Making artificial intelligence a reality for agriculture
- Artificial Intelligence is becoming more mainstream
- AI can manage things such as what to plant and when
- Artificial Intelligence will both complement and challenge how decisions are made on the farm
There are many definitions of artificial intelligence (AI), but in plain terms the concept describes how a computer or machine can emulate a human by processing information and data and generate a response or action to get a job done properly.
“THE AVAILABILITY OF ENORMOUS VOLUMES OF DATA AND HIGH SPEED COMPUTING IS HELPING MAKE AI A MAINSTREAM TECHNOLOGY.”
Artificial intelligence has been anticipated by science fiction for decades. But the availability of enormous volumes of data and high speed computing is helping make AI a mainstream technology.
Examples include voice recognition software, customer service bots and autonomous cars.
If you ask Siri if you need an umbrella today, she recognizes that you are asking if it’s going to rain.
When you use a customer support chat forum to get help with a product, a new router for example, you are almost certainly communicating with a chatbot that uses AI software to respond to your query.
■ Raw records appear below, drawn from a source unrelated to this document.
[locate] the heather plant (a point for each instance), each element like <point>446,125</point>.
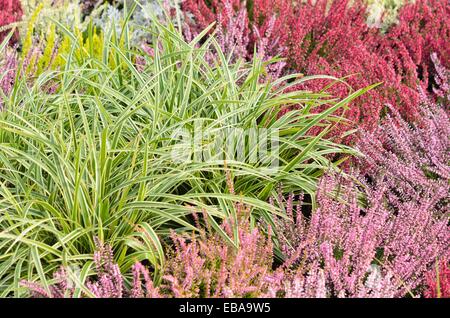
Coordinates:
<point>357,245</point>
<point>334,38</point>
<point>95,157</point>
<point>10,13</point>
<point>345,249</point>
<point>412,158</point>
<point>438,281</point>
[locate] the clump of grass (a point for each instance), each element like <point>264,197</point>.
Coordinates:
<point>93,158</point>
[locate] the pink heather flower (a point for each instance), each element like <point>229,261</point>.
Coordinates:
<point>438,281</point>
<point>377,250</point>
<point>10,12</point>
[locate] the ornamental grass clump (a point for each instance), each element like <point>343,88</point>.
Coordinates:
<point>334,38</point>
<point>106,153</point>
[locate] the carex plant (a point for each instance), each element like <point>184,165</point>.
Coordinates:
<point>87,149</point>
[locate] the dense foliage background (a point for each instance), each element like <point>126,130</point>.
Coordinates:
<point>94,93</point>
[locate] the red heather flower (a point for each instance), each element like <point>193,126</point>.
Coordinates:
<point>442,80</point>
<point>438,281</point>
<point>10,12</point>
<point>423,28</point>
<point>8,69</point>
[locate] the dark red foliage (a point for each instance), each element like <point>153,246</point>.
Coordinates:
<point>439,287</point>
<point>10,12</point>
<point>317,37</point>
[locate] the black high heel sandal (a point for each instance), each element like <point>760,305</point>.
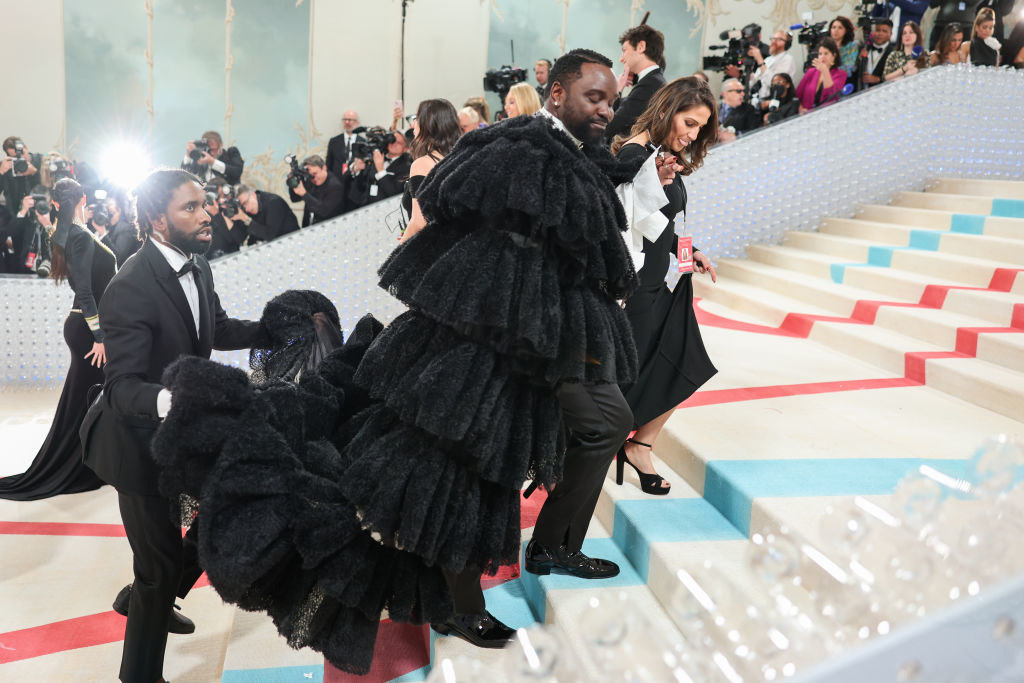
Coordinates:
<point>649,483</point>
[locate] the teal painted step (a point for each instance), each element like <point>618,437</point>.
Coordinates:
<point>731,485</point>
<point>308,674</point>
<point>1008,208</point>
<point>641,522</point>
<point>537,587</point>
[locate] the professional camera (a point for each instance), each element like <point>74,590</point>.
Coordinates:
<point>228,202</point>
<point>60,168</point>
<point>200,147</point>
<point>296,173</point>
<point>502,80</point>
<point>740,41</point>
<point>810,35</point>
<point>41,204</point>
<point>19,165</point>
<point>373,138</point>
<point>864,18</point>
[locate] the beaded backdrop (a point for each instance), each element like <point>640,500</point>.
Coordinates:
<point>952,121</point>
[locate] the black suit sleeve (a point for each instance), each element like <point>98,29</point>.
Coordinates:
<point>127,314</point>
<point>394,181</point>
<point>230,334</point>
<point>81,249</point>
<point>330,203</point>
<point>274,219</point>
<point>233,164</point>
<point>631,108</point>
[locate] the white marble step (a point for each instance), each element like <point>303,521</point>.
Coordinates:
<point>977,246</point>
<point>1012,228</point>
<point>941,202</point>
<point>1004,188</point>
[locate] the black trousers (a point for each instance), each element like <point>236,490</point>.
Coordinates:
<point>600,420</point>
<point>467,595</point>
<point>164,566</point>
An autonomous car is using GPS data, information coming from numerous sensors on the vehicle and driving protocols programmed into the car to make the appropriate driving decisions.
In all these examples, AI software is accessing data and generating a response that has traditionally been done by humans.
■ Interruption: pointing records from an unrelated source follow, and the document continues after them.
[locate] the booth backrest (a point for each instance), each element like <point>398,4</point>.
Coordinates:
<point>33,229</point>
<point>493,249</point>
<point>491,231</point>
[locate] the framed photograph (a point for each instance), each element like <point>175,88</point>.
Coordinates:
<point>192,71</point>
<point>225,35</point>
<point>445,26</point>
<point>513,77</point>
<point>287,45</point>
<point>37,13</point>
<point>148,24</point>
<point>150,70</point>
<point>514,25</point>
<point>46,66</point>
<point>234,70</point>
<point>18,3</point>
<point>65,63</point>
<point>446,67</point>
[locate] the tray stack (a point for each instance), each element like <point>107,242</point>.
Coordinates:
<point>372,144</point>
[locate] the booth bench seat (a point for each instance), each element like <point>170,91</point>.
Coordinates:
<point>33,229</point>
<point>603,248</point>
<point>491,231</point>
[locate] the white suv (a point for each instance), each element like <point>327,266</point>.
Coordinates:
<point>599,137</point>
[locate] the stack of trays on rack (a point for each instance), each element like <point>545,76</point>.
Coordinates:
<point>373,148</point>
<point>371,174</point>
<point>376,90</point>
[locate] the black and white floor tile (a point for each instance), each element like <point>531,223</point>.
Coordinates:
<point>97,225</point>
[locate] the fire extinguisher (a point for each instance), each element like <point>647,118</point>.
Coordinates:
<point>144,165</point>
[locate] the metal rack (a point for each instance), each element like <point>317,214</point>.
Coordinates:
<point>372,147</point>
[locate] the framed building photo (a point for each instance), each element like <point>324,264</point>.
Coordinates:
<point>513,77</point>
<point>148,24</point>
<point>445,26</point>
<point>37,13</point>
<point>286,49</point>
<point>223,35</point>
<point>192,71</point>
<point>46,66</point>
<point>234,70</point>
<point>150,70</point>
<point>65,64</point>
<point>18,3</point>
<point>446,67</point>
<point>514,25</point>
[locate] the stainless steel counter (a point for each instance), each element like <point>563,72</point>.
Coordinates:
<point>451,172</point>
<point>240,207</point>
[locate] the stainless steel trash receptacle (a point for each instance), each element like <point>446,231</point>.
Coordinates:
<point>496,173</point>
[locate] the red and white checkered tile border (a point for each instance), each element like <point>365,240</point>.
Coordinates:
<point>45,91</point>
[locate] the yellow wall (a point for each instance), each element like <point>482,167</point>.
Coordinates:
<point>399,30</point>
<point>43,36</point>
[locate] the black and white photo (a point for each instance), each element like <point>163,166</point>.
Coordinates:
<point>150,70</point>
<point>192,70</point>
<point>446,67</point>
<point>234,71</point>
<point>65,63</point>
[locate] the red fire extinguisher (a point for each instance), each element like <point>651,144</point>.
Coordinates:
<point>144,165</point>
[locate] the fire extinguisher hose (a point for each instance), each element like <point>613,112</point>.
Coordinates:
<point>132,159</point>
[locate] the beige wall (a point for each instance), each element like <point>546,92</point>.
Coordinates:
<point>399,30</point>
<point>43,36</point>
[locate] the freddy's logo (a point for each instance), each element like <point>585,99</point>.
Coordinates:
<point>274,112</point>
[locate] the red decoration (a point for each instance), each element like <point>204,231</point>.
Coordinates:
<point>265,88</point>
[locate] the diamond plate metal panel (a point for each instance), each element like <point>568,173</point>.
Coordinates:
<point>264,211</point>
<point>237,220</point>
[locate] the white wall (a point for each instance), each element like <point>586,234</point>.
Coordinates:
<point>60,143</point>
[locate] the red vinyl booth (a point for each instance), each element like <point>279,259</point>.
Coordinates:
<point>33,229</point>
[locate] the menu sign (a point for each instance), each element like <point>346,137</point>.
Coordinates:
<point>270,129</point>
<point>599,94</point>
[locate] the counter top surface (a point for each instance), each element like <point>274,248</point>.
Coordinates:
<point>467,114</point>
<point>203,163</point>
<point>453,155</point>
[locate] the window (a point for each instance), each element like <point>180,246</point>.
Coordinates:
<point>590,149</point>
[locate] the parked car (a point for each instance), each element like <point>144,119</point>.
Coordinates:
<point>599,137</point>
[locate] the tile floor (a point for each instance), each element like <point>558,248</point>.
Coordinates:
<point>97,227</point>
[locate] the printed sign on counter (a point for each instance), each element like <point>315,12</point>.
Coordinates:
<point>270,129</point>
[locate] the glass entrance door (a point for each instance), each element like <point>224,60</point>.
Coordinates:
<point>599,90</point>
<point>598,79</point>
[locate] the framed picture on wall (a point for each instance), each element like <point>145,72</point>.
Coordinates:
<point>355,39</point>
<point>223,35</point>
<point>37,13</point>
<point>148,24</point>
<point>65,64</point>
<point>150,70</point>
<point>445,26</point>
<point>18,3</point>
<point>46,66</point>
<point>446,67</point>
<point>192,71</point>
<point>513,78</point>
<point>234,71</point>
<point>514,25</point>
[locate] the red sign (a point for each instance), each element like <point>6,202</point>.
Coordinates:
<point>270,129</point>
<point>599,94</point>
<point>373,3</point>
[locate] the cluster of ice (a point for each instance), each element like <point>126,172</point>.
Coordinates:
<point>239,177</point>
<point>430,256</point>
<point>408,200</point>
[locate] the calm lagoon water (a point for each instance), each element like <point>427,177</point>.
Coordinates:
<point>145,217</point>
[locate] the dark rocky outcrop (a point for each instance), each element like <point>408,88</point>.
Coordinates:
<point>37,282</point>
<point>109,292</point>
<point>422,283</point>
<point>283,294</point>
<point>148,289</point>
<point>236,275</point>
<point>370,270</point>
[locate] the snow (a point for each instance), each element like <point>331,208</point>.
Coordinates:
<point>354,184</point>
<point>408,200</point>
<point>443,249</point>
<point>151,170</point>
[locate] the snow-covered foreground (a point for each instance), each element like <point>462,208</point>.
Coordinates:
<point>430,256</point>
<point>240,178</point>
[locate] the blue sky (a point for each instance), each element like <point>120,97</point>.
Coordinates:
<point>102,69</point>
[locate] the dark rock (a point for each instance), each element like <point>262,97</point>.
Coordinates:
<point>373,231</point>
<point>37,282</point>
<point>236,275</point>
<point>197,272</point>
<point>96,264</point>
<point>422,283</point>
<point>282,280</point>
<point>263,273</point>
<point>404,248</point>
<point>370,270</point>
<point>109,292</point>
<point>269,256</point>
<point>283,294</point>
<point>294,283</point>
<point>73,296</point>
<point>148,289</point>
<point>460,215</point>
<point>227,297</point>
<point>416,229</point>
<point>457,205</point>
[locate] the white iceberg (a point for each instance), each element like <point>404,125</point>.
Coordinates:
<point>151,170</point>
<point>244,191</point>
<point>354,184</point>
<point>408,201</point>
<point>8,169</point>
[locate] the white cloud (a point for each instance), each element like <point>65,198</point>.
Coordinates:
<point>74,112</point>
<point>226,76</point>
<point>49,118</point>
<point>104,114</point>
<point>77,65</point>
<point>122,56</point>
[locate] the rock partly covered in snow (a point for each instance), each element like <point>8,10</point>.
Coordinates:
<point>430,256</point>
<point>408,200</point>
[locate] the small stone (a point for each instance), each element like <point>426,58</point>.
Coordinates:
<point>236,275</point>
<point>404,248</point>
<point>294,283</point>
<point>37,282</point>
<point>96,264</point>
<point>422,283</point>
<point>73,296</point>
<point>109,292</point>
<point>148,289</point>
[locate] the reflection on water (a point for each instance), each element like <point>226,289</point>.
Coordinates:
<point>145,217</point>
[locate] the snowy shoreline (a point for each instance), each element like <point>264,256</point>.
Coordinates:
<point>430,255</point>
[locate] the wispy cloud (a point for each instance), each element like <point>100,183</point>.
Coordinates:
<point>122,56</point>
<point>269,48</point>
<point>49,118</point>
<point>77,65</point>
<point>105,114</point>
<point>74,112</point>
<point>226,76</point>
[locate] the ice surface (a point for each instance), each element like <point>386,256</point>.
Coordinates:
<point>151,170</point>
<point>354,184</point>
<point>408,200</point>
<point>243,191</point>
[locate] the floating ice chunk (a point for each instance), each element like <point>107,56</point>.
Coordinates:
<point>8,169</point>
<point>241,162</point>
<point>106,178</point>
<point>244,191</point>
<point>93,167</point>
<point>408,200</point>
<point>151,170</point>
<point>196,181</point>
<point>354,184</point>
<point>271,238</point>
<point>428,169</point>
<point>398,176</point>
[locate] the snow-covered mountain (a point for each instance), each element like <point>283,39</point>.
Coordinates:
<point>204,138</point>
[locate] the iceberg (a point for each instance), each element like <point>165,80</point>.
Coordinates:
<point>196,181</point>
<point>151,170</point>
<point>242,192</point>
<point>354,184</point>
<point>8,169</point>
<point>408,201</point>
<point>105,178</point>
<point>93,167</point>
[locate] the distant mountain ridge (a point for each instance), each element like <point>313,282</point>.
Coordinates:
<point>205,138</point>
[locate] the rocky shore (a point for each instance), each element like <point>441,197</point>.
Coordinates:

This word “decision” really helps to define how AI is poised to impact agriculture. Just as it’s helping doctors make better diagnoses for cancer patients by accessing huge banks of data and previous outcomes, the potential is for AI to assist or automate specific management decisions currently made by farmers.
Supercomputers that can process millions (yes, millions) of equations per second could allow all manner of data from Internet-connected field sensors, weather stations, drones, etc., to be combined with seed product characteristics, crop and input prices, and more to predict or automate decisions relating to which seed to plant, when to plant it, the optimal fertilizer rate, irrigation decisions, and so on.
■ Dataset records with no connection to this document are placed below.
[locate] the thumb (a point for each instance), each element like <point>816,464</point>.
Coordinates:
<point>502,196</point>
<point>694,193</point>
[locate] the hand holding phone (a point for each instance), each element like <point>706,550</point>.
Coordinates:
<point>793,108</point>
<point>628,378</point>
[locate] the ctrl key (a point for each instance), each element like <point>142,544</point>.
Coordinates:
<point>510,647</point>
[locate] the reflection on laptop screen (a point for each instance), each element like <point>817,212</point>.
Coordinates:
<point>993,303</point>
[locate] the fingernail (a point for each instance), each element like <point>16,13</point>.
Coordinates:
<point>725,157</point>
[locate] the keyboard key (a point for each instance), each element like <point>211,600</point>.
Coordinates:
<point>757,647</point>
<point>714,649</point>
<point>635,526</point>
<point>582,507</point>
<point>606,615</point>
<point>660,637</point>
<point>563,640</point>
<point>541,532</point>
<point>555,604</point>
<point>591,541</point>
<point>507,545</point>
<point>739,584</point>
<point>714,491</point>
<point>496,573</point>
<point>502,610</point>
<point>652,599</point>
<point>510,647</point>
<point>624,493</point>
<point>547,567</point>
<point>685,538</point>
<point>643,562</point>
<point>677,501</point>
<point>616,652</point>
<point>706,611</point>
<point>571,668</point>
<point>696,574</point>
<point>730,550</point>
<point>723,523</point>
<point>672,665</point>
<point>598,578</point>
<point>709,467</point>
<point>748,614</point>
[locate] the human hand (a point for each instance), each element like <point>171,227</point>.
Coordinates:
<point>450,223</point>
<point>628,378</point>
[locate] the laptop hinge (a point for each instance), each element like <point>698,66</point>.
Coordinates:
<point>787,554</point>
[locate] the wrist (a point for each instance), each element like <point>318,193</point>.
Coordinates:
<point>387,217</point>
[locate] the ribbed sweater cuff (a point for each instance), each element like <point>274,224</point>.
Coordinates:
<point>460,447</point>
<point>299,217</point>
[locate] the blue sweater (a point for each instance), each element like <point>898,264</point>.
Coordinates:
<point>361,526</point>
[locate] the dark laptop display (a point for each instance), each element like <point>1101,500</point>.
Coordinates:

To date, most artificial intelligence is really driven by the formulas or algorithms developed and installed by humans. For example, if the variables indicate that irrigation should be turned on, the software will make it so. We’ve built the formula that enables the software to generate a decision.
The next stage of artificial intelligence is sometimes referred to as machine learning. Instead of relying on defined programming (if the data is x, the output is y), the concept of machine learning is to program the software to recognize patterns so it can learn how to respond appropriately, getting better and better with each iteration. This is a crude simulation of how the human brain actually works.
Will artificial intelligence replace the knowledge and intuition that farmers have always relied on to help manage their farms? Probably not – but it will complement and challenge how decisions are made, especially as our ability to generate and collect all manner of data continues to expand.